Premier Grecji Kyriakos Micotakis przeprosił rodziny ofiar katastrofy kolejowej, w której zginęło 57 osób. We wtorek w pobliżu miasta Laris w środkowej Grecji doszło do zderzenia składu towarowego z pociągiem osobowym.
Katastrofa kolejowa w Grecji. Policja aresztowała zawiadowcę stacji z miasta Larissa
„W Grecji, w 2023 roku nie może dochodzić do takich sytuacji, że dwa pociągi jadą w przeciwnych kierunkach na tych samych torach i nikt tego nie zauważa. Nie możemy, nie chcemy i nie powinniśmy ukrywać się za błędami ludzkimi”
– napisał w mediach społecznościowych szef greckiego rządu.
Kyriakos Micotakis wezwał też do powołania komisji parlamentarnej, która zbada zdarzenia kolejowe w ostatnich dwudziestu latach.

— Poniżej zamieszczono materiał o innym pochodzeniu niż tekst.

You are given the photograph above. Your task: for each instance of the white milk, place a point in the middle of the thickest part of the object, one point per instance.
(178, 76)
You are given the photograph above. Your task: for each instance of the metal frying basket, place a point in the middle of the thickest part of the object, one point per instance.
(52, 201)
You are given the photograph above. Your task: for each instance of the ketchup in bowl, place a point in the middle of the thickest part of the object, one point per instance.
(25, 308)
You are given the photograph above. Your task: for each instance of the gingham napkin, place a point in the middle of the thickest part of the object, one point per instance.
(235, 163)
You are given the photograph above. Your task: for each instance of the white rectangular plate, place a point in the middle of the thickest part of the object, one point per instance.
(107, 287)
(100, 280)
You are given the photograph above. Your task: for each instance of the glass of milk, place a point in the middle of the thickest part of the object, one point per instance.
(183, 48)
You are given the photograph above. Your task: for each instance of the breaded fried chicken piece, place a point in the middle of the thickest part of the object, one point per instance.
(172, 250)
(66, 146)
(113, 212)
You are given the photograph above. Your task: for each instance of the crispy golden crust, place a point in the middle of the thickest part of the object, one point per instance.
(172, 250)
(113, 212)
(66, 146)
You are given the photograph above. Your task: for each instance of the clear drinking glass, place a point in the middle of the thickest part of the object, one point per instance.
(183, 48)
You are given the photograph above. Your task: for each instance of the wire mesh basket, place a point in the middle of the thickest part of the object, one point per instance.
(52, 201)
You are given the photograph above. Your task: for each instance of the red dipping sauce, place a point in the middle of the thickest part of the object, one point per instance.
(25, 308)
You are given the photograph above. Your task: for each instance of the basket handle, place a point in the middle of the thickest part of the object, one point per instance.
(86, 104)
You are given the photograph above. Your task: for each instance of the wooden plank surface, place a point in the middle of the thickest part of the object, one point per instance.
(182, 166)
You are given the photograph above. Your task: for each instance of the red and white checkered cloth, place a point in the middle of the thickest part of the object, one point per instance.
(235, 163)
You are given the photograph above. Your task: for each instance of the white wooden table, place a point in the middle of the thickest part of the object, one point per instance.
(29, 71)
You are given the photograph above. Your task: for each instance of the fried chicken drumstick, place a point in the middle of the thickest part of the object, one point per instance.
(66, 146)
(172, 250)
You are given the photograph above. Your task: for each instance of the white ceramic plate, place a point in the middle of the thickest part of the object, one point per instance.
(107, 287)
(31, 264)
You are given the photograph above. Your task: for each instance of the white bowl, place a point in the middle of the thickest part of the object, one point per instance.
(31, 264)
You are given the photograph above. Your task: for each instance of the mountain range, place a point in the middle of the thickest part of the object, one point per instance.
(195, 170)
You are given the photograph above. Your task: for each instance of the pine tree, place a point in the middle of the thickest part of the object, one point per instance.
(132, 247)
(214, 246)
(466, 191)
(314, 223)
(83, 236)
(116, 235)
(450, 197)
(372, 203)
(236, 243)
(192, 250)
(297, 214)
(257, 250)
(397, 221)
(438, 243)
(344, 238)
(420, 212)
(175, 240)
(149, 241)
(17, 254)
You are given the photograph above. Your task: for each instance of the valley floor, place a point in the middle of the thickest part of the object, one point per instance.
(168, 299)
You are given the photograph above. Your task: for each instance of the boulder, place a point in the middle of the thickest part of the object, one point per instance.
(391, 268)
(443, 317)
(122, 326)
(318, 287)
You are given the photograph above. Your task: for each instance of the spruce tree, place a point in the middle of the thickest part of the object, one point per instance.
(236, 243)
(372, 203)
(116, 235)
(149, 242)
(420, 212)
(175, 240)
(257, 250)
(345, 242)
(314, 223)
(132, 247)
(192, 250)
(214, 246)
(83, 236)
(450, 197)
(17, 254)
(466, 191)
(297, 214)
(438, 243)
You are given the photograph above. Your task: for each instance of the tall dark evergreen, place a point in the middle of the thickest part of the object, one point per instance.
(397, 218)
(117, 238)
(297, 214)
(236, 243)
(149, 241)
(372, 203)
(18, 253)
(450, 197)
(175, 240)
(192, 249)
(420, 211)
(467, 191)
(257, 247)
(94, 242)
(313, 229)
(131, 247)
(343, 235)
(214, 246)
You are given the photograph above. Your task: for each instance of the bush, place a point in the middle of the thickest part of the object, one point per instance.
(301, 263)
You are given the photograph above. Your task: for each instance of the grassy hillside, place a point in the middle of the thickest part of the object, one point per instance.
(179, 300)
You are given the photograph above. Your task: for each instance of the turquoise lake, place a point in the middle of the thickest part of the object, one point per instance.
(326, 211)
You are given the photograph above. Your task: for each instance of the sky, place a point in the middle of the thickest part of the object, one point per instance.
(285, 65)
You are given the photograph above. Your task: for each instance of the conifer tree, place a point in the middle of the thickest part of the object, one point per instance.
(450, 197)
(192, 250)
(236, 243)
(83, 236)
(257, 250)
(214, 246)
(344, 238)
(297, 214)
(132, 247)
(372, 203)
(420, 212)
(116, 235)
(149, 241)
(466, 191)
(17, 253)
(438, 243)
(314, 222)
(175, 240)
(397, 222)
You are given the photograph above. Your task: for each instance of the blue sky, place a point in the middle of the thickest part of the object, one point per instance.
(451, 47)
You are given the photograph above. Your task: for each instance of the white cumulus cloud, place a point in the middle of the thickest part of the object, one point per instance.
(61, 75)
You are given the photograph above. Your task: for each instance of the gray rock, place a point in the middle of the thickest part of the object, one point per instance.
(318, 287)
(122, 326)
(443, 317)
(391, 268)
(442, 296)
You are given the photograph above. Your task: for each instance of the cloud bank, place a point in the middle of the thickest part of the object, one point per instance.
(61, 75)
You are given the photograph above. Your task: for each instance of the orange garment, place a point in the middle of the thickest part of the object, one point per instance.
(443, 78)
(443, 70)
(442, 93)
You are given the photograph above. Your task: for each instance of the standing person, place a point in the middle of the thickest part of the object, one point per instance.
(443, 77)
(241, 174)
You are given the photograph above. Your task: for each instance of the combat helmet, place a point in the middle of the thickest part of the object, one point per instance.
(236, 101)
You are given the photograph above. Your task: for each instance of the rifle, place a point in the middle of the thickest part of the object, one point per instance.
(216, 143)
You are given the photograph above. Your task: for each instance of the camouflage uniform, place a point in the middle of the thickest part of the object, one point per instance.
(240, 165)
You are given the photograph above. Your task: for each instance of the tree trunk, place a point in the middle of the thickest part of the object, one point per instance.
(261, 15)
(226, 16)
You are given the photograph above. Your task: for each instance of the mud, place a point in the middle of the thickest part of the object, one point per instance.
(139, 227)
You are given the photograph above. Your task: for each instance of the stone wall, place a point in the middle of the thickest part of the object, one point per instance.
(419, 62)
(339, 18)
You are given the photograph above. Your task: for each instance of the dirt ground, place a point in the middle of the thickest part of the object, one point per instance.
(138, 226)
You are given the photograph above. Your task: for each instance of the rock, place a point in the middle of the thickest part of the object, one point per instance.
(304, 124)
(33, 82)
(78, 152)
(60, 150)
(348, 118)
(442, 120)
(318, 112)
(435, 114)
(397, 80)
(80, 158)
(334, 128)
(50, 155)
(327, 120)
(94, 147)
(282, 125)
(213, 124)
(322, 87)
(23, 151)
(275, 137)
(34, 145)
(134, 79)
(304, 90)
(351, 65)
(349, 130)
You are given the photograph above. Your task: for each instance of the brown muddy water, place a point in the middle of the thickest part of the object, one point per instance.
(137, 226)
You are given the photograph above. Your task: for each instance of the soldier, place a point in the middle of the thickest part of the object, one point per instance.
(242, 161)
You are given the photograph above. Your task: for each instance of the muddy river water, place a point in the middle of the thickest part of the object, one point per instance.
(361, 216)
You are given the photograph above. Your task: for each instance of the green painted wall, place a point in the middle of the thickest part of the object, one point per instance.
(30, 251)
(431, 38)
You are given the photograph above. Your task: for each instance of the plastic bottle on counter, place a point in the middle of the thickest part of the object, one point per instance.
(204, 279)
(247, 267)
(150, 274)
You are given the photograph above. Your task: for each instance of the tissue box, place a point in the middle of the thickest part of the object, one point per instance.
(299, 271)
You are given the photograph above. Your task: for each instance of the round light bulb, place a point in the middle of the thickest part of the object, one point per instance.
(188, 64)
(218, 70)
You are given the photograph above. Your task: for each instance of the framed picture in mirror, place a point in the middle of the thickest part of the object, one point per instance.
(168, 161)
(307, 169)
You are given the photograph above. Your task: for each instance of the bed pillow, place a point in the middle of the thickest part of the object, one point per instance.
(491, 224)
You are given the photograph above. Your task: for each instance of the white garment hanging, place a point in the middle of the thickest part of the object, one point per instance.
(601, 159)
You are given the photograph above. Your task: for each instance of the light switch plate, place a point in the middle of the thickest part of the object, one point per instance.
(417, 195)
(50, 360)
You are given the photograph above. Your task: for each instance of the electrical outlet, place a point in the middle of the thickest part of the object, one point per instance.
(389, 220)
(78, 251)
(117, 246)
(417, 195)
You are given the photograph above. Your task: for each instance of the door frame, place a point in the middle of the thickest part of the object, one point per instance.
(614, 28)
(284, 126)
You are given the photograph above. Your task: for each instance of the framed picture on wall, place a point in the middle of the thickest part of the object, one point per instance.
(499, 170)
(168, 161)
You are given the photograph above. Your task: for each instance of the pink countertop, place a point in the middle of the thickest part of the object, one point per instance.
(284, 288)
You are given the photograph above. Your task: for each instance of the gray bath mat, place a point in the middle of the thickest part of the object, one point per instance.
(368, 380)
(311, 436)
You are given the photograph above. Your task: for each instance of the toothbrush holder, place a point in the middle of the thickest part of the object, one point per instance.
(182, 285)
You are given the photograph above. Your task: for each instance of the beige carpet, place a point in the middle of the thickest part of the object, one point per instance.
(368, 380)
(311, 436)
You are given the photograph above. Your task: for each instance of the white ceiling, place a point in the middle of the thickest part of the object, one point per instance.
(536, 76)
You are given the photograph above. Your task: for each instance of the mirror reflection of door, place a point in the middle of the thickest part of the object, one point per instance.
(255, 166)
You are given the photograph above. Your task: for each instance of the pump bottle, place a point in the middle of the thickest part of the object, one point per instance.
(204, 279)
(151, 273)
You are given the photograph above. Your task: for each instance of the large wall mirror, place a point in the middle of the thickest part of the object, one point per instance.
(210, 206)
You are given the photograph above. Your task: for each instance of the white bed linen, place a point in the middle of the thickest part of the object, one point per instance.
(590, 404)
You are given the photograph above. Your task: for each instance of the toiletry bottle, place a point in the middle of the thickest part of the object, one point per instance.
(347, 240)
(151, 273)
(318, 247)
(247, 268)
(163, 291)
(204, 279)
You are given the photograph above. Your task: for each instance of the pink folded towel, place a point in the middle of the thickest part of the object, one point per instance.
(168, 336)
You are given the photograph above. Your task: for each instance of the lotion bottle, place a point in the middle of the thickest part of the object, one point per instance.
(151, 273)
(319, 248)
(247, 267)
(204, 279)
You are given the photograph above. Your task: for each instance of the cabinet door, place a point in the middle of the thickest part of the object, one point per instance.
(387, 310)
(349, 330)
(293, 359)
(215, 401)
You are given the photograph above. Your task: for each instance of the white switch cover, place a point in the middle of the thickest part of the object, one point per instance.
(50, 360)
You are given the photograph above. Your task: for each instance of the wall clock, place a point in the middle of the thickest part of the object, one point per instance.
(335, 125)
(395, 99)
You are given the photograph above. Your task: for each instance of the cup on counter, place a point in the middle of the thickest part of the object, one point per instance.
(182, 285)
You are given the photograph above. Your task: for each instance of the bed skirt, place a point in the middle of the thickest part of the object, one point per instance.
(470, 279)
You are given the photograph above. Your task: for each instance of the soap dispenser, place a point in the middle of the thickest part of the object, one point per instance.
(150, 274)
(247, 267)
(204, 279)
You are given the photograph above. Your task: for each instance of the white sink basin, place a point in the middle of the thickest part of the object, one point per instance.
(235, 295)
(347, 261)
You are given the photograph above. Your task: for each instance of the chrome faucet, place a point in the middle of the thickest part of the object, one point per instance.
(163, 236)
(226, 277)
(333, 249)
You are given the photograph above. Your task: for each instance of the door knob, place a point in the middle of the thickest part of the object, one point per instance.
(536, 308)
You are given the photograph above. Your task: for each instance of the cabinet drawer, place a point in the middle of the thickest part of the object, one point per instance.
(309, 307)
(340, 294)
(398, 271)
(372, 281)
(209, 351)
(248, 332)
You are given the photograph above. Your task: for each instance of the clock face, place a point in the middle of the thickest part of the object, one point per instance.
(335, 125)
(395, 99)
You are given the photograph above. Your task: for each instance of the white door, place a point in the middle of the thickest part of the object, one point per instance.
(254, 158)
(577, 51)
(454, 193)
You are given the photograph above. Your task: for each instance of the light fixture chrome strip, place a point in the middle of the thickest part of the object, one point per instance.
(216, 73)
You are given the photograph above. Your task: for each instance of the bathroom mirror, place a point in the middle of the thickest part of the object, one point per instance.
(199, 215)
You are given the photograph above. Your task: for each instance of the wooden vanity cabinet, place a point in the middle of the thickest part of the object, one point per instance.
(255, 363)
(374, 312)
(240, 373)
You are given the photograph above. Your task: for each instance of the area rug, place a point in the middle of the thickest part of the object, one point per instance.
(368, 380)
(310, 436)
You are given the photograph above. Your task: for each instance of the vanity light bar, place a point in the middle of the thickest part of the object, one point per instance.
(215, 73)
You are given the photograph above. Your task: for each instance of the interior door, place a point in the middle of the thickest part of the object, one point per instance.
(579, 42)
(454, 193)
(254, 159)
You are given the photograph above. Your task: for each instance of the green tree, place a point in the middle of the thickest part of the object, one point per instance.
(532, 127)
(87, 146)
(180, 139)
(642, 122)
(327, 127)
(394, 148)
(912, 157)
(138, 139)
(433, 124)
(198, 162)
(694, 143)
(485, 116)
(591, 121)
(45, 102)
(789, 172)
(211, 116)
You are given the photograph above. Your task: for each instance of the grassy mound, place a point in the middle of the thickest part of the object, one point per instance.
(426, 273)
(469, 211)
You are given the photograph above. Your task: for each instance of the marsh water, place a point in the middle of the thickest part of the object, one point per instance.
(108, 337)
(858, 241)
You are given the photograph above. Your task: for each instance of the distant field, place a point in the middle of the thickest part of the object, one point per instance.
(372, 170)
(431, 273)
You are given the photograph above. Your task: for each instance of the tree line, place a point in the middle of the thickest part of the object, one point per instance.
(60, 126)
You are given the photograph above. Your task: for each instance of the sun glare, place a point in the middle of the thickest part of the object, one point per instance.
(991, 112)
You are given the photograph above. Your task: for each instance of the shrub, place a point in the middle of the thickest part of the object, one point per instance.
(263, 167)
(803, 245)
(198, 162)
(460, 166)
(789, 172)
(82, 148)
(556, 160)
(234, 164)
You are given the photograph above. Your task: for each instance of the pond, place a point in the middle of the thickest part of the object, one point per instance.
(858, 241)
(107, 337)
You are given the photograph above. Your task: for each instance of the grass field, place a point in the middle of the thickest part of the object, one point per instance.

„To, co nie było zrobione przez tyle lat, trzeba zrobić teraz i to szybko”
– dodał premier Grecji.
W kilka godzin po zderzeniu pociągów policja aresztowała zawiadowcę jednej ze stacji. 59-letni mężczyzna jest podejrzany o zaniedbanie, które miało doprowadzić do katastrofy. Zawiadowca utrzymuje, że doszło do niej na skutek awarii technicznej.
W następstwie katastrofy w Grecji doszło do protestów. Według demonstrantów, do tragedii doprowadziły wieloletnie zaniedbania, na które od dawna zwracali uwagę pracownicy kolei.